Incident Response: Building Automation

Incident response is at the heart of any organization. Built from the service desk up, it’s a key skill that reflects on how effectively your team handles unplanned events. For normal day to day, the focus is often on restoring availability or supporting users with localized issues, however for Security it’s a little bit different. Within Security, each Incident or events needs to be handled correctly, regardless if false-positives, in large quantities, or “assumed legitimate”. Unfortunately each event can’t be ignored regardless of resource or time. The reason being is that, it only takes the attackers to be successful once and who knows what that one success will result in. This stress or responsibility can really drive a team to fatigue, or stress related illness as it’s a big burden to carry on your shoulders. This stress can also develop as being under stress, causes mistakes which only increases the stress levels further.

Incidents are unplanned, so despite having playbooks and runbooks, emotion can have a lot of involvement as the responders is only as good as what they were doing at the time of detection. If deep in logs or on the phone to a user, a serious incident means that we drop everything to respond, which sort of means ignoring what you were doing (Easier said than done). They may also be going from some personal issues, troubles during the activity, which again will change the outcome. We are only human after all.

This is were automation comes in. With all these complications and factors at play, you want the team to have as much information as possible at the time of reviewing the alert. You also want to remove the emotion aspect as much as possible and allow a ‘bot’ to handle certain activities. With the information clearly defined on alert, the responder should be able to review if this is an actual threat and what priority. Additional steps should also be presented and made available if they need greater insight. Automation should bring all of this to the table, and take this manual burden or findings away from the initial stage.

Step 1 is obviously to define runbooks or playbooks and highlight problems. The runbooks and playbooks should be both heavily defined however have a summary or bullet point page for the responders to actually follow. What I mean by that is that the meat and detail should be reviewed when available to help the team understand the process as a whole. This shouldn’t be read during an active incident as it’s too lengthy. Instead there should be a set of clear and simple “steps” or bullet points that can be read during an active incident to stay on the right path. This should derive from the detailed document as to keep consistency. If the short doc says one thing and the detailed says another, the short document will be the only followed document (Due to frequent use).

Defining and creating these isn’t a quick task, so “highlighting problems” may bring quick wins forward.
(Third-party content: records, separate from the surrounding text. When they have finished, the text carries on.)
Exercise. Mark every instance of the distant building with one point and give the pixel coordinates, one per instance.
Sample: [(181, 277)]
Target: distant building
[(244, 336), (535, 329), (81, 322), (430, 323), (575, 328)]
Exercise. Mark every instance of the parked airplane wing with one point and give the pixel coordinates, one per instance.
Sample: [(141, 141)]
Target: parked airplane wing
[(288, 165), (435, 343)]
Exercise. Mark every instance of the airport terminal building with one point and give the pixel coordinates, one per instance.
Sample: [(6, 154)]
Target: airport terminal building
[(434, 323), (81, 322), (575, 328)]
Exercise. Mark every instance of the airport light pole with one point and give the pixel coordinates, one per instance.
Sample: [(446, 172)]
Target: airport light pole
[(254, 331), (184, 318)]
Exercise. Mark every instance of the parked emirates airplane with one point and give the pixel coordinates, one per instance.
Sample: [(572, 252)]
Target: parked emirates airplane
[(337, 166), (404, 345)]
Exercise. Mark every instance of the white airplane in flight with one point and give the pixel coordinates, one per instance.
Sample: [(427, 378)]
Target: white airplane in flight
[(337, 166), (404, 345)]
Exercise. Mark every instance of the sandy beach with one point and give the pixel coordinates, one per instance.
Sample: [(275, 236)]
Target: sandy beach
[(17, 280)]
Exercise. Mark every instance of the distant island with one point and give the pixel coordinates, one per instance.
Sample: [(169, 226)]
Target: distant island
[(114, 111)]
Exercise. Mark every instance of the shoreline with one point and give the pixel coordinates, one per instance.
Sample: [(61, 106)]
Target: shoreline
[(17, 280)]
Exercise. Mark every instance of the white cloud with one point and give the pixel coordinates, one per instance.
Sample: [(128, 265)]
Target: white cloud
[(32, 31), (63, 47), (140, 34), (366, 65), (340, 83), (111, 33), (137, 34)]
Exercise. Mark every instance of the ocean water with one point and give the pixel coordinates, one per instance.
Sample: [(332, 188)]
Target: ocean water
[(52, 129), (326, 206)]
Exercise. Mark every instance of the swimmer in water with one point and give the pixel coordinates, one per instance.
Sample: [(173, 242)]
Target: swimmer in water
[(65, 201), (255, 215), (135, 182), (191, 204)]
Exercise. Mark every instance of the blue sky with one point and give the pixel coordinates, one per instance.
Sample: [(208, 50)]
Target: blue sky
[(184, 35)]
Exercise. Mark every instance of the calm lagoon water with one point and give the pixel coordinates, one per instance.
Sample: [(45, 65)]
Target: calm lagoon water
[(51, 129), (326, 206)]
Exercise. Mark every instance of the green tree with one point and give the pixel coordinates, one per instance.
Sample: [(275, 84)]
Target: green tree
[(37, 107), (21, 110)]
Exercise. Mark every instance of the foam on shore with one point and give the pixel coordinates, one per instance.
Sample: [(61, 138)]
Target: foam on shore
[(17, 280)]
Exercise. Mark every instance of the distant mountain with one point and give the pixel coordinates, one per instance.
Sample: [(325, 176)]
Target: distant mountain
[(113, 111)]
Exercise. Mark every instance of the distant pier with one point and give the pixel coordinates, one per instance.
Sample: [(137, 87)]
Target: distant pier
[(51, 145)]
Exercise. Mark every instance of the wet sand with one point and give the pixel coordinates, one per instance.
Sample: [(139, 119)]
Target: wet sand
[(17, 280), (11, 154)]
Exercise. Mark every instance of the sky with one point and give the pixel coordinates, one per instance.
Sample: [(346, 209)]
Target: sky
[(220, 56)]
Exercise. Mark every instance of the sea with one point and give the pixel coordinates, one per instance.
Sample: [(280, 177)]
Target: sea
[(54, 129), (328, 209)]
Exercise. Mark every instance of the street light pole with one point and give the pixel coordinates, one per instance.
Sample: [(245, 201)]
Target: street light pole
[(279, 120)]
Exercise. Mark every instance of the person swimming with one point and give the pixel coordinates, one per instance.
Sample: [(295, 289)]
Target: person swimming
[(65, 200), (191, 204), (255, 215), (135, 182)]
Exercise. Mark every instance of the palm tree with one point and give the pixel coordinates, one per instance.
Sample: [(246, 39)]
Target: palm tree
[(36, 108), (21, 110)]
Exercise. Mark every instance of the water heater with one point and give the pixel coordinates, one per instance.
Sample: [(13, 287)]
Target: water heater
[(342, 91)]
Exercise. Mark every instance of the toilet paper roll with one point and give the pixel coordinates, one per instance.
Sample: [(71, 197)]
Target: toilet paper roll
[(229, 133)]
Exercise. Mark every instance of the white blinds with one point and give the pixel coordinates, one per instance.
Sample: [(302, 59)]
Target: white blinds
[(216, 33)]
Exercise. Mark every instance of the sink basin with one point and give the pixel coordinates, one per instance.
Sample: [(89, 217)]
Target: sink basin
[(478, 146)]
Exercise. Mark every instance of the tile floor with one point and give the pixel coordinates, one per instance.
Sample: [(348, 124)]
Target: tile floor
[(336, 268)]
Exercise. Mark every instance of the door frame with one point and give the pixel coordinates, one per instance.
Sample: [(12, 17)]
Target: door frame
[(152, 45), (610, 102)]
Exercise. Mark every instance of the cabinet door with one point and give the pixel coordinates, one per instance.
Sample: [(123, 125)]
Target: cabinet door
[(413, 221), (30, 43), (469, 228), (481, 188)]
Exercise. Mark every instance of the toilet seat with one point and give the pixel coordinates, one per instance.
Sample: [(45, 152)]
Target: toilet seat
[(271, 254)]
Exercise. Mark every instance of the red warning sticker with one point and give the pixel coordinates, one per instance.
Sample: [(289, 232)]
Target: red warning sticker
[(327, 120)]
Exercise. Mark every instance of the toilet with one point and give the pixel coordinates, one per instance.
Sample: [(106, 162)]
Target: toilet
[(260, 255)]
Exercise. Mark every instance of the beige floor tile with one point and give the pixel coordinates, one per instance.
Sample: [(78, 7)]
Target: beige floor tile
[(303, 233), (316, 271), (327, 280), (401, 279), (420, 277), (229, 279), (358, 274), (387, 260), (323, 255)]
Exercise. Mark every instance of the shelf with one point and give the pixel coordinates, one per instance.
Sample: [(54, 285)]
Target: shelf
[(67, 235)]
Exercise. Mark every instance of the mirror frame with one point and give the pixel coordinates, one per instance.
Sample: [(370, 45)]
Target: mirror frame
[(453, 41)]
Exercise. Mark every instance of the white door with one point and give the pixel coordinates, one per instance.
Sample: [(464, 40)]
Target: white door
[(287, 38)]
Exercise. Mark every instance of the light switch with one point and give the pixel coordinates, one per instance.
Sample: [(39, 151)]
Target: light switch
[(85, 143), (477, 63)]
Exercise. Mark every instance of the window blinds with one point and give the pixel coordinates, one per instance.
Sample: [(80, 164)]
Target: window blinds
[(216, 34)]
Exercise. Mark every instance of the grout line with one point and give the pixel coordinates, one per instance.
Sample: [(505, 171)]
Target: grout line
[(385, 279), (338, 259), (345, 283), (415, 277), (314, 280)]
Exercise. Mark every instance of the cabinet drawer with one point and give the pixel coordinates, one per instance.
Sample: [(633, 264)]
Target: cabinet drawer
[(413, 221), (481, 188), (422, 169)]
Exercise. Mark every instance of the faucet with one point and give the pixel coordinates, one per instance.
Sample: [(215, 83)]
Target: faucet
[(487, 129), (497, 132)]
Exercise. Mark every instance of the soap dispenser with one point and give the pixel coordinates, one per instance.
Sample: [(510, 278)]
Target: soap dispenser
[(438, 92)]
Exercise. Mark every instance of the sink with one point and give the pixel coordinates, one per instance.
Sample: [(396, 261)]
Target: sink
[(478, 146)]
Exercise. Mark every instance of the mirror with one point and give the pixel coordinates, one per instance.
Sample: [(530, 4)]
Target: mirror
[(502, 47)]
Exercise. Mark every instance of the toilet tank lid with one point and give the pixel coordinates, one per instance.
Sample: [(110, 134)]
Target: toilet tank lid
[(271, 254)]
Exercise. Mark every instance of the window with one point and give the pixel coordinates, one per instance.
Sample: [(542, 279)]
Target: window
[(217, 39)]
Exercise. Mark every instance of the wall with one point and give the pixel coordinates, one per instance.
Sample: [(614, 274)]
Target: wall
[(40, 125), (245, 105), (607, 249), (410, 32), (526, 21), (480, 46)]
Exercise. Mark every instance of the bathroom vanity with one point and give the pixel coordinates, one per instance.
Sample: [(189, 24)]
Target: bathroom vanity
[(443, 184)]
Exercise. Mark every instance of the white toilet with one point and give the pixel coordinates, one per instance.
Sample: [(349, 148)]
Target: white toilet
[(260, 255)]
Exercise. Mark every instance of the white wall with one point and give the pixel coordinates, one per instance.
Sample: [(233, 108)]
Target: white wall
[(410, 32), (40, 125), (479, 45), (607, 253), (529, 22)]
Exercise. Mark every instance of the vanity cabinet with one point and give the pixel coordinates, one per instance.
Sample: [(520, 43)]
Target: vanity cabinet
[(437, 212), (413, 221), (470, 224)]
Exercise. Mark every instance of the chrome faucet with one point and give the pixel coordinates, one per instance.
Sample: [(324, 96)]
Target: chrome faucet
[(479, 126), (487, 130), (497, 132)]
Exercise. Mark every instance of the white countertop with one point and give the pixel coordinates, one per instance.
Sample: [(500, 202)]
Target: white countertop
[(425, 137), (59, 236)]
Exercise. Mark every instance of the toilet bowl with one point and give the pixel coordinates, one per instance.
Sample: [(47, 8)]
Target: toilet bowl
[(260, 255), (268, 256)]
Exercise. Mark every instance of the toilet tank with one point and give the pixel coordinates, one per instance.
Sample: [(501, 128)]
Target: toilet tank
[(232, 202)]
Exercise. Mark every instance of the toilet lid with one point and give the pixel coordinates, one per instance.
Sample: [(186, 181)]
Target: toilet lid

This being: “too much manual process around X”, “not knowing for X incidents” or “not knowing where to look to access the risk of X”. This can even be as simple as raising a ticket on detection. Tools nowadays have integration points, so ticket creation may be an automation element that reduces time. It may sound simple, but doing something like this:

  • Keeps consistency of tickets.
  • Ensures one is created for audit or tracking purposes.
  • Allows the responders to just get on with it.

It may also be to provide links, or guidance to them so that they don’t have to go looking. Detections and alerts are normally built into each security tool, however it’s the where and what that often differs. Once spend time reviewing, you can then look to tools to enrich or assist the alert further. Below is a simple example of how using Microsoft Power Automate can add adaptive cards to provide responders quicker methods for accessing risk:

Detection Bot

This is a flow I built that reviews the detections and pulls apart the key information. It looks to see if it was blocked, the type of threat, the hash and the filename. With this, it creates an adaptive card to provide “responsive” tasks for the responder to use. The example here showing if they want to review the risk score of the sha256 hash. Under the guidance section, you can outline clear steps for the responder to follow. The more complex your flows become, the more dynamic the information can be. The more time you spend/invest here, the less time your team can be spending later.

Starting with the enrichment of alerts, may spark further questions such as can I actually do X prior to the alert. This is where reviewing your tools comes into play. Security tools nowadays, do have orchestration and automation aspects for the user, so it’s about reviewing and seeing how they fit into your playbooks. CrowdStrike for example has Fusion Workflows which allows admins to build playbooks within the portal.

Fusion Workflow

If for example you want to enrich, notify and action based on a series of conditions, than spending time building these out will again save you time later on. It may also help increase posture, as no tool is perfect. It’s the problem when supplying a product to all. Often they have to find a balance of usability out of the box, over secure defaults. Microsoft is a perfect example of that. Your endpoint may not block LOLBins for example as they are used day-to-day. You may have an internal policy that does limit LOLBins so it’s best to enforce via a tool (rather than just words on paper).

The possibilities are not limited to the tools you have and it’s all about what you want from it. Having someone with curiosity always helps, and spending time on automation can pay off later down the line. Cost shouldn’t also be a factor as there is plenty of open source tools out there that can match the premium. Often the automation is already included in what you pay, it’s just not being fully utilized. Incidents won’t stop and the stress will continue to fluctuate however removing long manual tasks or providing context to stay in check may ease the burden if not make life that little bit easier.